2. Disable Flash in your web browsers
I would call this a “better” solution. You would still have Flash installed on your computer, but it really doesn’t do anything because Internet Explorer, Chrome, and Firefox all have it disabled. In this case, when you visit a website that uses Flash, that website won’t work. But if you know it’s a website that you definitely need to view or use, and it’s one that you trust, you can go into the browser’s settings and enable Flash temporarily while you use that site. Then when you’re finished with it, you have to remember to disable it again.

This is what the “Flash is disabled” message looks like in Chrome:

Flash disabled

 

3. Use a browser plugin
This is what I would say is the best solution. A browser plugin is just a little piece of software that runs inside your web browser (Chrome or Firefox) and gives it some added functionality. In this case, we’re going to use the plugin called Flashcontrol. It’s free.

In this scenario, you have Flash installed on your computer, and you have it enabled in your browser. But FlashBlock automatically recognizes when you are on a website that uses Flash, and wherever the Flash content is on the site, you would just see a space that is clickable. There will also be the Flashcontrol logo to remind you that this is Flash content. On our sample page, it looks like this in Chrome:

flashcontrol

 

If you decide you want to see the Flash content, you just click in that area and it plays. It’s very simple, and it gives you the option every single time to see the Flash content or leave it blank. And it means you don’t have to mess with going into your browser’s settings to enable and disable it constantly. Much easier!

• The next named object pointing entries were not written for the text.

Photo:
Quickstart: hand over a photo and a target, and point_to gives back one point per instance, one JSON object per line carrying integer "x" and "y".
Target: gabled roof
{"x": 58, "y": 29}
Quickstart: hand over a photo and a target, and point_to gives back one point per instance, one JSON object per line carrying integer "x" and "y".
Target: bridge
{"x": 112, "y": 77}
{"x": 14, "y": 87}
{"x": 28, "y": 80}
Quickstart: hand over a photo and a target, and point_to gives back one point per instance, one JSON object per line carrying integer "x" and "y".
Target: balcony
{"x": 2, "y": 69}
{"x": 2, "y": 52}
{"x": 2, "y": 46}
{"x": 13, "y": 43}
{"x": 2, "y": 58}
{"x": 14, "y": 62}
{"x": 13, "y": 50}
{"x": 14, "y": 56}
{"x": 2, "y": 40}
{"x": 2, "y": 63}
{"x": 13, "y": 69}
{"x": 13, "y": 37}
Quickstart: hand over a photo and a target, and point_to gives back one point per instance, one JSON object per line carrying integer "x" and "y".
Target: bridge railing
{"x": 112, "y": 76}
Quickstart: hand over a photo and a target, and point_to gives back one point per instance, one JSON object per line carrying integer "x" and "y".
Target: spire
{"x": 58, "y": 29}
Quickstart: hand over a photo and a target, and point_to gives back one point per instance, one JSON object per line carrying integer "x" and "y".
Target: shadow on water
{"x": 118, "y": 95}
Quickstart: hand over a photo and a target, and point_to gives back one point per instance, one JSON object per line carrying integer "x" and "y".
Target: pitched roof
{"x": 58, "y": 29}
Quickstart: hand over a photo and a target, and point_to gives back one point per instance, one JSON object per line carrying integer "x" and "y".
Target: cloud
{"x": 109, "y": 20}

Here’s how to install Flashcontrol in Chrome:

1. Open Chrome, and go here: https://chrome.google.com/webstore/detail/flashcontrol/mfidmkgnfgnkihnjeklbekckimkipmoe?hl=en

2. Click on “Add to Chrome”:

flashcontrol

3. For the confirmation window, click “Add”:

add flashcontrol

 

Here’s how to install Flash Control in Firefox:

1. Open Firefox, and go here: https://addons.mozilla.org/en-US/firefox/addon/flash-control/

2. Click on “Add to Firefox”:

Flash Control

3. Click “Install Now”:

flash control

 

The plugin is slightly different in Firefox. When you see a page with Flash content, this is what will be in that space:

flash control

You just click on the “F” and the Flash content will play.

 

For Internet Explorer, the process is different. No plugin is available (that I know of) but you can still block Flash content by default and then play it on a case-by-case basis. I should say here – I don’t recommend using Internet Explorer anyway. I only use it when I am forced to. But you might have to use it at work, so you should still know how to handle Flash content safely.

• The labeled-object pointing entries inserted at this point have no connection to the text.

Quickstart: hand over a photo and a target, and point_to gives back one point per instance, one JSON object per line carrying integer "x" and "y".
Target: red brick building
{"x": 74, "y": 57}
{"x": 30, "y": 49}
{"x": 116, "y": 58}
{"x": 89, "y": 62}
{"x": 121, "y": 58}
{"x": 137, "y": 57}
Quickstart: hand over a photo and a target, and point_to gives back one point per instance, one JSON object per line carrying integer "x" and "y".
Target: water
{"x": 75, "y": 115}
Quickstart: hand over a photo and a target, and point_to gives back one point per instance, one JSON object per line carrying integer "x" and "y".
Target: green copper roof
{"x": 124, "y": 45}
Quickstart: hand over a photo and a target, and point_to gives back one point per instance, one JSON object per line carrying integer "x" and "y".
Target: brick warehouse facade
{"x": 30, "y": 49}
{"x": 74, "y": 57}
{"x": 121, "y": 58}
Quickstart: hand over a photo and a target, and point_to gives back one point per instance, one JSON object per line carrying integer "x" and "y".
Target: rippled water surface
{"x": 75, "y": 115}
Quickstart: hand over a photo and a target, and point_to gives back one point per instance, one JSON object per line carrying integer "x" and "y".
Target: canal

Here’s how you block Flash in Internet Explorer:

1. Open Internet Explorer, and click Tools – Manage Add-ons:

block flash internet explorer

2. In the next window, under the “Show” dropdown menu, choose “All add-ons”:

flash block internet explorer

3. In the same window, find “Shockwave Flash Object” in the list, and do a RIGHT click on it, and choose “Disable”:

flash block internet explorer

4. Close the Manage Add-ons window.

Now, whenever you use Internet Explorer and come to a website that has Flash content, you’ll get this message at the bottom of the screen:

block flash internet explorer

So you can choose to allow the Flash content to play, or just ignore it and it won’t play.

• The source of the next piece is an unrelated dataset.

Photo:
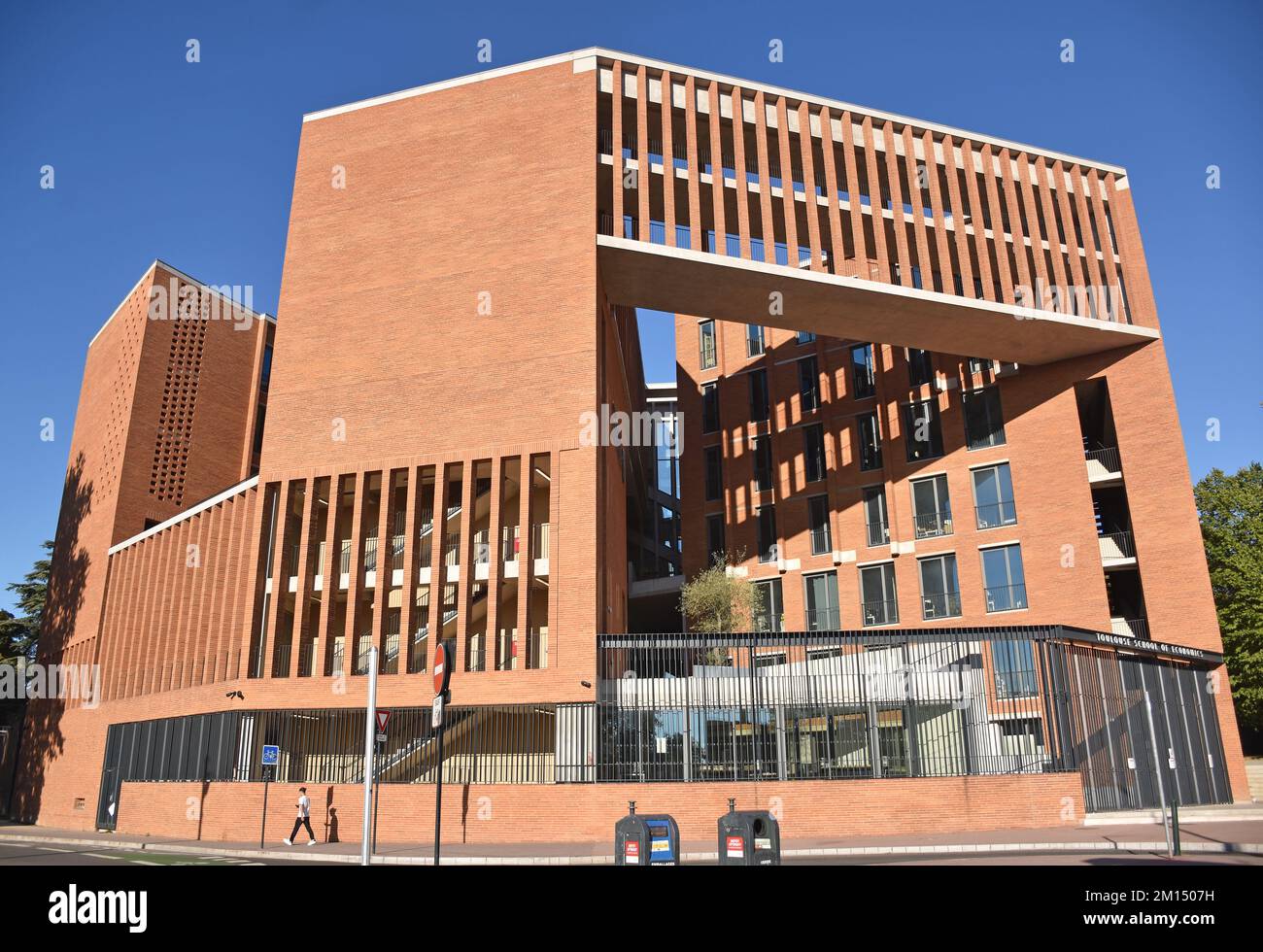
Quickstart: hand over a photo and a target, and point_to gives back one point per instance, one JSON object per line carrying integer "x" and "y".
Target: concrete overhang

It’s interesting how things develop on the internet. The Flash-blocking plugins for Chrome and Firefox weren’t created initially because of all the security issues with Flash. They were created and made available because people just got sick of seeing all the stupid website ads that use Flash – those are the ones that have words and pictures flashing on and off, jumping up and down, vibrating, moving all around – it’s really annoying, and so people just wanted a way to shut off that nonsense. That’s why I’ve been using Flash-blocking plugins for a long time. And now, there’s another reason to use them – to keep your computer safe.